Went into DSM and started pool expansion using the 2 new disks that were just added.
Expansion ran for 12 hours and was maybe 20% complete. At this point I started looking into why it was taking so long and found out that I had accidentally attached the enclosure to a USB 2.0 port. Woops. I did some reading and found that I could safely shutdown the xpenology VM via the shutdown option in DSM and it should resume expansion when powered back on.
Shut it down, moved the enclosure to a USB3 port, remapped the RDM's, being careful to make sure they were attached to the VM on the same exact SATA addresses. Booted back up. As advertised, the expansion picked up where it left off and was chugging along much faster. It was now saying another 15 hours to finish, which I felt much better about.
After about 2 hours I got an email saying disk 1 (the one I originally created the pool on) had crashed. This was in the middle of my work day, so I didn't have time to investigate right then and there. I did see that the expansion was still going, and I could still access my data, so at this point I crossed my fingers that it would complete and I would at least have an SHR pool with 3 disks at the end.

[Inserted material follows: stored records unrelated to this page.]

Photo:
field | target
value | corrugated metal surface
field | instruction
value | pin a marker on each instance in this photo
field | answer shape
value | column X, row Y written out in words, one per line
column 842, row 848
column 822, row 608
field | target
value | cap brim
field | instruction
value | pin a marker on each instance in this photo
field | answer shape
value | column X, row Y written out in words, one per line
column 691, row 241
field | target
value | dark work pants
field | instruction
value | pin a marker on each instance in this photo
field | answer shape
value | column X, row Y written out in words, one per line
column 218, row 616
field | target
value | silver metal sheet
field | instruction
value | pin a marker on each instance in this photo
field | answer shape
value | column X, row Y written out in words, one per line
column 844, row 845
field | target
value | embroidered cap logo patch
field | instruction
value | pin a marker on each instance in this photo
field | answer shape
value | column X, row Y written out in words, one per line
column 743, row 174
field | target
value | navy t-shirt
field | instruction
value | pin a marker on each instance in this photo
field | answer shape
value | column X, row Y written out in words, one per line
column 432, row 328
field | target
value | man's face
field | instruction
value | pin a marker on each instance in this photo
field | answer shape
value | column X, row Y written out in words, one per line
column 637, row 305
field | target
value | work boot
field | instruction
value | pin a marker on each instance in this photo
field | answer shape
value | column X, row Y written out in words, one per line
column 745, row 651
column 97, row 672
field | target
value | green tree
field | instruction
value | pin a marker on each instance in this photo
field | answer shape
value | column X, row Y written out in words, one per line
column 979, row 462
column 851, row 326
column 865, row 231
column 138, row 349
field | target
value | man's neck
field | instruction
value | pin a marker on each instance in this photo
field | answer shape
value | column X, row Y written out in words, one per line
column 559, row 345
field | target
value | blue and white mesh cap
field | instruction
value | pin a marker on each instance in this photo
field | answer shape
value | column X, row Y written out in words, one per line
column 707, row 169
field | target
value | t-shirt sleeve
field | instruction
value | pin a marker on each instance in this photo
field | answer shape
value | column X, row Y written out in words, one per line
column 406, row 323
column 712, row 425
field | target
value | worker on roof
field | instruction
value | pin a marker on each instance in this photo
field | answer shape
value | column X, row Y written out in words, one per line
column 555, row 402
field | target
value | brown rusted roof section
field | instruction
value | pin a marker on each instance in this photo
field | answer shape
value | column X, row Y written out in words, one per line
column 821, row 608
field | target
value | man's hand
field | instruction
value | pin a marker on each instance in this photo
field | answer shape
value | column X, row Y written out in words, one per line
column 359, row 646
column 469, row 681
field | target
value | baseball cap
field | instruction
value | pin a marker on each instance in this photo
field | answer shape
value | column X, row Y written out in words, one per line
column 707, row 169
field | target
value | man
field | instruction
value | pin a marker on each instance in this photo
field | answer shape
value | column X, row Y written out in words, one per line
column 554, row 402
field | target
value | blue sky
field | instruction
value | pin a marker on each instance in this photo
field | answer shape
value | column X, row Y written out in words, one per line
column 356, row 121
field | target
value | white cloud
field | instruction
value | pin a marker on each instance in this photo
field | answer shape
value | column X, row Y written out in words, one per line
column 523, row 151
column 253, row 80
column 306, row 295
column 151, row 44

A couple hours later, got another email saying the ENTIRE POOL had crashed. WTF. After some investigating I found that ESX had completely dropped the USB connection to the enclosure and I couldn't even see the devices anymore from ESX's perspective.
I have now gotten the USB connection stable again, but I cannot even boot into DSM. I have noticed that I can ping the IP address of the VM while it is booting, but once it starts load the kernel pings drop again and never come back (supposedly because DSM never finishes initializing). I noticed this behavior previoulsy with the pings while the system was healthy. It seems like the system does an initial boot which brings networking online, then when DSM starts to load pings drop again until everything is up and running. So I guess that is normal behavior even on a healthy system? So it seems like something is going wrong when DSM is loading, but without networking I have no way to see whats going on inside the VM.
I can see that CPU is steady at about 30% when this happens, like it is stuck in a loop of some sort. No disk activity is happening at this time.
Any ideas on what steps I should take from here?